Eve stared at them in surprise while Roarke said smoothly, "How lovely to see the two of you" as he kissed Nadine on the cheek and shook Morris's hand.

"So, are the two of you here...together?" Eve asked once she'd recovered from her shock. "As in dating?" She wasn't entirely sure how she felt about the idea.

Nadine looked a little flustered and actually blushed. "There are a lot of big shots and celebs here tonight, so I thought it might be a good opportunity to make some connections or sniff out some juicy gossip. And, well, I needed a date, so..."

"What happened to the rock star?" Eve asked.

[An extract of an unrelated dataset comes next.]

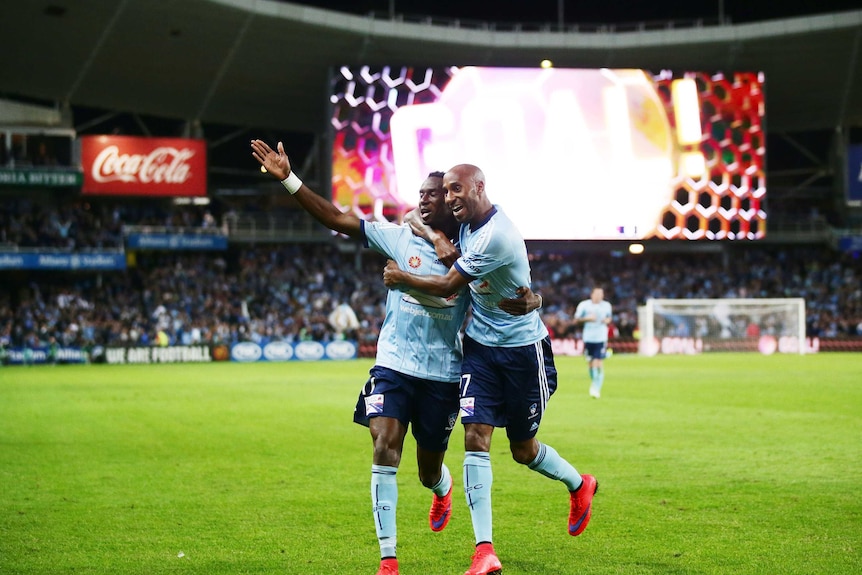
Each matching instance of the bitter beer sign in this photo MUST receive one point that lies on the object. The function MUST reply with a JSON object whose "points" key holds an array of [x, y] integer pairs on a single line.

"Oh, he's history," Nadine said dismissively. "Nothing dramatic--we were both just too busy with our work to spend much time together, and we ended up drifting apart."

"Good, so I won't have to track him down and beat him up for breaking your heart," Eve joked, but her gaze slid over to Morris, who smiled.

"Nadine was kind enough to drop off a preview copy of her latest book, since I make a brief appearance in it," Morris said. "After that, we ended up talking about my profession."

"It's fascinating when you think about it," Nadine said. "And moving as well. With his work, he speaks for the dead who cannot speak for themselves. I started thinking that it would make a good idea for a book."

Eve's hackles went up and her protective instincts kicked in--she didn't want to see Morris having his past dug up and exposed to a media frenzy. Even if Nadine didn't write about how he'd tragically lost his lover, the media would inevitably dig it up if he became the subject of a bestselling book and possibly a vid.

But before Eve could get too worked up, Nadine said, "It'll be a novel this time, since Li is a bit shy about being in the spotlight. And besides, I figured it would be good to stretch my wings and try something new."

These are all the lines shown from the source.